To solve the problem step by step, we need to determine how many days it will take for 44 men to complete a job if one man leaves at the end of each day. ### Step 1: Calculate the total work We know that 33 men can complete the work in 30 days. Therefore, the total work can be calculated as follows: \[ \text{Total Work} = \text{Number of Men} \times \text{Number of Days} = 33 \times 30 = 990 \text{ man-days} \] ### Step 2: Determine the daily work done by 44 men On the first day, 44 men will work together.
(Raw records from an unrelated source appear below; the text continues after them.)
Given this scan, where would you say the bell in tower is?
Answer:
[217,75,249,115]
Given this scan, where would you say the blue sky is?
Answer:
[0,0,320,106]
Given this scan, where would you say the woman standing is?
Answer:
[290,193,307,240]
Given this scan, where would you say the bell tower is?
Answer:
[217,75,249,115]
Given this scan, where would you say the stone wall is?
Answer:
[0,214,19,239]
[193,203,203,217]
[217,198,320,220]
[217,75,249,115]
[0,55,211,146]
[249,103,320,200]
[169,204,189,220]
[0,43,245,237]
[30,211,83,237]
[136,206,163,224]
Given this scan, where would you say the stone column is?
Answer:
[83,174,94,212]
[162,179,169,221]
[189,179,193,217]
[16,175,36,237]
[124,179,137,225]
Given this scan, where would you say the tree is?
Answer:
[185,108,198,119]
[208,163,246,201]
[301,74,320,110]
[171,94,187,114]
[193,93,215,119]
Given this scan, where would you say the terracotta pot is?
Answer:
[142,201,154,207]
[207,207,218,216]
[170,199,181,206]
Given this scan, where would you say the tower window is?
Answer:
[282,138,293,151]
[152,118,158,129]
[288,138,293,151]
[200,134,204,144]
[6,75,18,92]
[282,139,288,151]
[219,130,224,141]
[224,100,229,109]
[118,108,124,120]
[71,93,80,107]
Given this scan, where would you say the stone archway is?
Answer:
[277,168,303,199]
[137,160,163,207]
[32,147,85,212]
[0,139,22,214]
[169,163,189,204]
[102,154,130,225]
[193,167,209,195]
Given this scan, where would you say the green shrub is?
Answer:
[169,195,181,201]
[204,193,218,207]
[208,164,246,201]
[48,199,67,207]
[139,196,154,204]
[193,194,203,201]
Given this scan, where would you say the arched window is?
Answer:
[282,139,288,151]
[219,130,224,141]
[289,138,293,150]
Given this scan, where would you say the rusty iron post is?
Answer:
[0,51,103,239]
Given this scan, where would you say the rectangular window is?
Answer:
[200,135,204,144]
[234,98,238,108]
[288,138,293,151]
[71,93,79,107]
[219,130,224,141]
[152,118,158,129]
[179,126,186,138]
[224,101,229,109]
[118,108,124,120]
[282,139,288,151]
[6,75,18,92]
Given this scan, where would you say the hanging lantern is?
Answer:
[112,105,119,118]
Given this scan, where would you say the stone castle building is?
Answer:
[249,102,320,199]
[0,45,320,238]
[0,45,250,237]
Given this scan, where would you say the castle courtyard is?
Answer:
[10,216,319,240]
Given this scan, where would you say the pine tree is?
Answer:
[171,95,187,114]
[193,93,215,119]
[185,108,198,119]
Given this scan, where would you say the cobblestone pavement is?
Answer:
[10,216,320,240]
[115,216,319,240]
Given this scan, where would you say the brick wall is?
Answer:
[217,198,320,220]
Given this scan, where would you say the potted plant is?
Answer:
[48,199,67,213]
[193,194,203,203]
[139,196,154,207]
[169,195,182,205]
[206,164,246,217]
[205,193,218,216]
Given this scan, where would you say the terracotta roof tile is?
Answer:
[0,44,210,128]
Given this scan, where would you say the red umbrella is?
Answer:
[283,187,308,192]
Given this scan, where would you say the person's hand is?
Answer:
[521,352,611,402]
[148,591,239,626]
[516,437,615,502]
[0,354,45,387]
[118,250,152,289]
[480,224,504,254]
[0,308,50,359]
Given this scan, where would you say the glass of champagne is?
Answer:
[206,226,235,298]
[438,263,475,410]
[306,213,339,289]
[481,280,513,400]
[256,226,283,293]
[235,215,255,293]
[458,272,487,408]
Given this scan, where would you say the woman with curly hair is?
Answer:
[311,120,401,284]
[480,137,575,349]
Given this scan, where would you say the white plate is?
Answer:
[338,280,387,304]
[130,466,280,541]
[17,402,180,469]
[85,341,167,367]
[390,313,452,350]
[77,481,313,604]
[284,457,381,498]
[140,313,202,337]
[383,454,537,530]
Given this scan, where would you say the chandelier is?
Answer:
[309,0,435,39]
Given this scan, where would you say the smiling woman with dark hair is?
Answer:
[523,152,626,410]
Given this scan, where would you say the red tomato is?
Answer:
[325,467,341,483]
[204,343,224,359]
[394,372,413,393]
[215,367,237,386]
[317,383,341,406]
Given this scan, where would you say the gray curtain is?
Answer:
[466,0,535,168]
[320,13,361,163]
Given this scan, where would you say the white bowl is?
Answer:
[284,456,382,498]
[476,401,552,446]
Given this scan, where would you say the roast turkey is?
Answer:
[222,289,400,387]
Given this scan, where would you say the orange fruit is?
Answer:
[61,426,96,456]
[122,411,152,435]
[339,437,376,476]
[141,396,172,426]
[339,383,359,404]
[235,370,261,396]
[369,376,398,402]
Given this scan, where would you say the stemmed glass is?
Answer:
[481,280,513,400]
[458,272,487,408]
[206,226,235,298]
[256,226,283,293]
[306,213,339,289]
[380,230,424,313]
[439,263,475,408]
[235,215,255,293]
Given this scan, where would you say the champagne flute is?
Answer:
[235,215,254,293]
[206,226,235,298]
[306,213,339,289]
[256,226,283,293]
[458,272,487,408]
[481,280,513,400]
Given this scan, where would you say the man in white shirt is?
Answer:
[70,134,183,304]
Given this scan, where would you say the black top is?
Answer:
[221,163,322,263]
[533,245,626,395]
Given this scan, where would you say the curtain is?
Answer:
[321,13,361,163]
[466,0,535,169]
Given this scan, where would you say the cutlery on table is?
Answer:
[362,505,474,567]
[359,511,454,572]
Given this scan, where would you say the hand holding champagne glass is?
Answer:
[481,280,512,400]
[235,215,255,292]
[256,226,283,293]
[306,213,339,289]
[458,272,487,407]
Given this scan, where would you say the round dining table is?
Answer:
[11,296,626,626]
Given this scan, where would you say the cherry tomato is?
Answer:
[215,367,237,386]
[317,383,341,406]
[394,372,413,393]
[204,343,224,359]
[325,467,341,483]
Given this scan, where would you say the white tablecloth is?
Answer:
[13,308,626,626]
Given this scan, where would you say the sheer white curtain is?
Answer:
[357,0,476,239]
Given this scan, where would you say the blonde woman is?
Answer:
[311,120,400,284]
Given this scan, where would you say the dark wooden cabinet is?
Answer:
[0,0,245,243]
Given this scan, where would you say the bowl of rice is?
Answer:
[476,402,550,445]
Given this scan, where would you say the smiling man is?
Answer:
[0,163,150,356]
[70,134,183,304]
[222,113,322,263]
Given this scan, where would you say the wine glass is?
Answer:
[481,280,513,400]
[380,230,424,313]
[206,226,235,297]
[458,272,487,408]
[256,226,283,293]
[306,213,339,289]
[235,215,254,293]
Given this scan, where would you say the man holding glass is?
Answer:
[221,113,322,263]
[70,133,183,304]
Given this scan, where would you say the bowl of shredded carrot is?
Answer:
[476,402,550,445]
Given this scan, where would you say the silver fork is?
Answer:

Thus, the work done on the first day is: \[ \text{Work done on Day 1} = 44 \text{ units} \] ### Step 3: Calculate the work done on subsequent days Since one man leaves at the end of each day, the number of men working each day decreases by 1. Therefore, the work done on each subsequent day will be as follows: - Day 1: 44 men → 44 units - Day 2: 43 men → 43 units - Day 3: 42 men → 42 units - ... - Day N: \( (44 - (N - 1)) \) men → \( (44 - (N - 1)) \) units ### Step 4: Set up the equation for total work The total work done over N days can be expressed as the sum of an arithmetic series: \[ \text{Total Work} = 44 + 43 + 42 + \ldots + (44 - (N - 1)) \] This can be simplified using the formula for the sum of an arithmetic series: \[ \text{Sum} = \frac{N}{2} \times (\text{First Term} + \text{Last Term}) \] Where: - First Term = 44 - Last Term = \( 44 - (N - 1) = 45 - N \) Thus, the equation becomes: \[ \text{Total Work} = \frac{N}{2} \times (44 + (45 - N)) = \frac{N}{2} \times (89 - N) \] ### Step 5: Set the equation equal to total work and solve for N We know the total work is 990 units: \[ \frac{N}{2} \times (89 - N) = 990 \] Multiplying both sides by 2 to eliminate the fraction: \[ N(89 - N) = 1980 \] Rearranging gives us a quadratic equation: \[ N^2 - 89N + 1980 = 0 \] ### Step 6: Solve the quadratic equation Using the quadratic formula \( N = \frac{-b \pm \sqrt{b^2 - 4ac}}{2a} \): Here, \( a = 1, b = -89, c = 1980 \): \[ N = \frac{89 \pm \sqrt{(-89)^2 - 4 \times 1 \times 1980}}{2 \times 1} \] Calculating the discriminant: \[ (-89)^2 = 7921 \] \[ 4 \times 1 \times 1980 = 7920 \] \[ \sqrt{7921 - 7920} = \sqrt{1} = 1 \] Thus, substituting back into the formula: \[ N = \frac{89 \pm 1}{2} \] Calculating the two possible values for N: 1. \( N = \frac{90}{2} = 45 \) 2. \( N = \frac{88}{2} = 44 \) Since we need the minimum number of days, we take \( N = 45 \). ### Conclusion The minimum number of days required to complete the whole work is **45 days**.